You can also include a snakemake file which can be used for optimising performance in HPC environments: https://snakemake.readthedocs.io/en/stable/

1.2 Data Folders

All data folders start with ‘d’. The two numbers following indicate the submodule of the package to which the data folder corresponds. In this example, data folders are stored on Volume Storage and MediaFlux (these are specific storage solutions for University of Melbourne and you may have different storage solutions), and in the repository (repo).

data

In this example, data is written out after every submodule in the package ‘code’. This is not necessary, but it is a good way to be able to reverse engineer your steps if something goes wrong. It also means that you have the data ready to go if you want to pick up from a particular submodule of the package (e.g. you don’t have to the clean the data every time).

1.2.1 Volume Storage and Mediaflux

Original, derived, and analytics data folders are shown on either side of the repo.

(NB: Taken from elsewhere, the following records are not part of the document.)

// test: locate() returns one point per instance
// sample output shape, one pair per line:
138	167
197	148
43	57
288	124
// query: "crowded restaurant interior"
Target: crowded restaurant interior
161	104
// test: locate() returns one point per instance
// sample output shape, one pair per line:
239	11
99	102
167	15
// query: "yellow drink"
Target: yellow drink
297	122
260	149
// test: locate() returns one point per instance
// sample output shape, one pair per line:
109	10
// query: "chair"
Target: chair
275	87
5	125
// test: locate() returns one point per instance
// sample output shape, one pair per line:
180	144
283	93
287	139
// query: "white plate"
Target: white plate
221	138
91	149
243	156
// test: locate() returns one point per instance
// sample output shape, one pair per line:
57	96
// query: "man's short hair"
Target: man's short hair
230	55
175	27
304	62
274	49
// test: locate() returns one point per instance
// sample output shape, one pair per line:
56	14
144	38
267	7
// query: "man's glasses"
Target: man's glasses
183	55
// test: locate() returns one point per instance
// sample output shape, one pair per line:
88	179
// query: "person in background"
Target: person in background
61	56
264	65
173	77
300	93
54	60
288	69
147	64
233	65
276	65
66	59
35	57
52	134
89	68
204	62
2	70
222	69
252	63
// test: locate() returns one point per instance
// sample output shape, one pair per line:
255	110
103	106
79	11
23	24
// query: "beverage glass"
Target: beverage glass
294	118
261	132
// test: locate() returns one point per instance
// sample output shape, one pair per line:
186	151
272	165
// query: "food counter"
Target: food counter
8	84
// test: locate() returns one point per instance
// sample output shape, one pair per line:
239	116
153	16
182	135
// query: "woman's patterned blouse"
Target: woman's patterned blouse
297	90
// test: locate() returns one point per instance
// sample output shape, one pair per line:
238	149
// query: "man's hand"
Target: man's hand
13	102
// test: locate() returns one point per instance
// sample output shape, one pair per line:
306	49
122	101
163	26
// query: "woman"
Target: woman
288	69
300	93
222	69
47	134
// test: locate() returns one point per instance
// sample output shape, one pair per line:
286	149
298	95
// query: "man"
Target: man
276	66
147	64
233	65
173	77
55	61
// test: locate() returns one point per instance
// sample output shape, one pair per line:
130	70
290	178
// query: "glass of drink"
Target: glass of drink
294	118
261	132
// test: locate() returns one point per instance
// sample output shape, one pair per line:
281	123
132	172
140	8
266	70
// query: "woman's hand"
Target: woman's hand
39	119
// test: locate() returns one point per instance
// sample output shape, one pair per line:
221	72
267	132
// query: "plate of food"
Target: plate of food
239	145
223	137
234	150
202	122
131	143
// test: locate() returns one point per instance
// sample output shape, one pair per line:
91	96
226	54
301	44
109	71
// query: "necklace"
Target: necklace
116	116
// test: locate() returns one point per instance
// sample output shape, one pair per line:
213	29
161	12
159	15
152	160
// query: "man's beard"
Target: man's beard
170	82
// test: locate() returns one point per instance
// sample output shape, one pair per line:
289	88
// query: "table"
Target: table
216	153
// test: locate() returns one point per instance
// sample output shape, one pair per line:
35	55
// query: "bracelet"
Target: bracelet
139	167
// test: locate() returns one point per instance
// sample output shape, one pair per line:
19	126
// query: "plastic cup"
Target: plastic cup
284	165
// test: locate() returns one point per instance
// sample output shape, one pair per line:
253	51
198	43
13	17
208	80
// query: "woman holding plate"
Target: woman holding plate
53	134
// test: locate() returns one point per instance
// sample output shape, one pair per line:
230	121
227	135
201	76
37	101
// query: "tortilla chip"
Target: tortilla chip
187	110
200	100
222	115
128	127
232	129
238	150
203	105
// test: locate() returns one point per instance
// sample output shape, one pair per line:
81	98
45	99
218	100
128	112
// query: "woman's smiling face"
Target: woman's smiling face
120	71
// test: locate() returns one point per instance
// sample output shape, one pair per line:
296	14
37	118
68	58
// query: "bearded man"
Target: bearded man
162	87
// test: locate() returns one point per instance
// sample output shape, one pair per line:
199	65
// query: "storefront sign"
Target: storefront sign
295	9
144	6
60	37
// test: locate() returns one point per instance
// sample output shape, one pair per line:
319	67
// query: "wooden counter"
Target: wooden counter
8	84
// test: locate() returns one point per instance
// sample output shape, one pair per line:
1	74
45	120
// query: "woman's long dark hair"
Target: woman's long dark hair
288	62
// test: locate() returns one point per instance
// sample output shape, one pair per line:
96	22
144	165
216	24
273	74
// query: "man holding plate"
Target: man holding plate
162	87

This is symbolic only, data are all stored in the same place (in this example, both Volume Storage - for working with the data - and MediaFlux - for backing up the data at every step). Never store this data on your repo. Not only are these files too large, but there could also be issues with Ethics (some data can’t be shared, but the code and outputs can). Also, there are better platforms for sharing data, such as FigShare.

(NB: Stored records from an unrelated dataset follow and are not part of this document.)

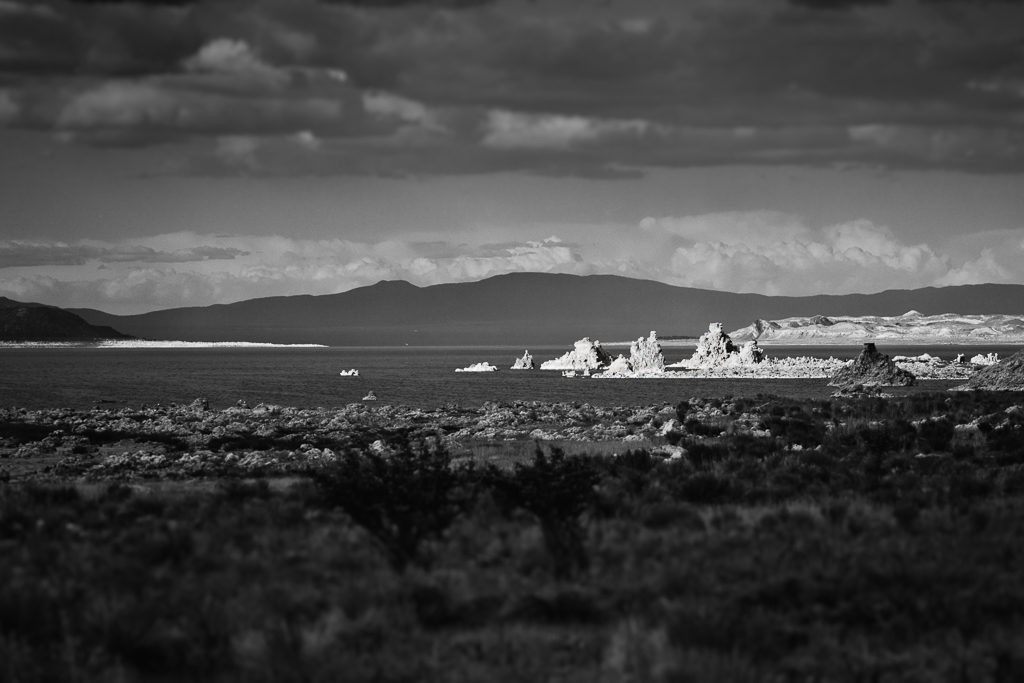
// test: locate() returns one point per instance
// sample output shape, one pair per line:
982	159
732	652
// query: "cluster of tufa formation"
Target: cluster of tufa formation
871	368
716	348
645	354
586	354
525	363
645	359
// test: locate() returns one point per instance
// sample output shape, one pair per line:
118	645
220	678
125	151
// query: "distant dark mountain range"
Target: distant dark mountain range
36	322
522	309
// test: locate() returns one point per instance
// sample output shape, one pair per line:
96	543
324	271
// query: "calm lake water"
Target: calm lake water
83	377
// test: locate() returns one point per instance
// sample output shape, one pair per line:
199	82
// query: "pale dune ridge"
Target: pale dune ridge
910	328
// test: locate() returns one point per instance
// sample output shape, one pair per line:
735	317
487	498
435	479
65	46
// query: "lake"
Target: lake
81	377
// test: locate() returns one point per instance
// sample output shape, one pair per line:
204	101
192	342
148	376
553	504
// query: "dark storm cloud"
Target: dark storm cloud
26	253
837	4
433	86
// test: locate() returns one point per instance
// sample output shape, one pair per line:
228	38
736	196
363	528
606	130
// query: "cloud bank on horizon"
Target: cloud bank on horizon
581	93
765	252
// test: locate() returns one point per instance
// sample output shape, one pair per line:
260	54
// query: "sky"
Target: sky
177	153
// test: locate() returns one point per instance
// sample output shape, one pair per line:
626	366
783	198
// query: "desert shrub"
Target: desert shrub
798	427
25	432
1007	438
556	489
935	434
242	489
705	487
401	499
704	455
697	428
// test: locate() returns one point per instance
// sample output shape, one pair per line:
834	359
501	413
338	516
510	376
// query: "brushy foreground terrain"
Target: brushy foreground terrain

Note: As mentioned above, because I tend to work with analyses and visulisations, I use the Analytics folder to store these outputs.

1.2.2 Repository

The data folder d06_reporting on the repo contains the outputs of the p06_reporting submodule described above. It is hosted on the repo since these files are not very large. Hosting on the repo also makes these outputs easily sharable with the end users since they can be accessed by a link and downloaded. In this example, there are two subfolders, but you can use whatever subfolders suit your workflow:

Note: you may prefer to keep d06_reporting in volume storage and MediaFlux - it doesn’t matter too much.

2 Data

This section is concerned with the original data:

original

This is just one way to structure your original data, you can adapt as you need. How you group and order your folders and subfolders will depend on the nature of your data and the intended analysis. In this example, original data is grouped by type: Twitter and Hansard. In addition to the actual data, the following files can also be contained with in the folder structure:

originalfilestructure

filename timestamp description file type
Name of the file or folder. Should include path to file or folder. Time or date stamp for file or n/a if not needed A short description of the file The type of file (either a description or the actual MIME type)

Note: think about these files containing metadata about the data. The metadata should be enough for someone else to be able to understand and reproduce the data.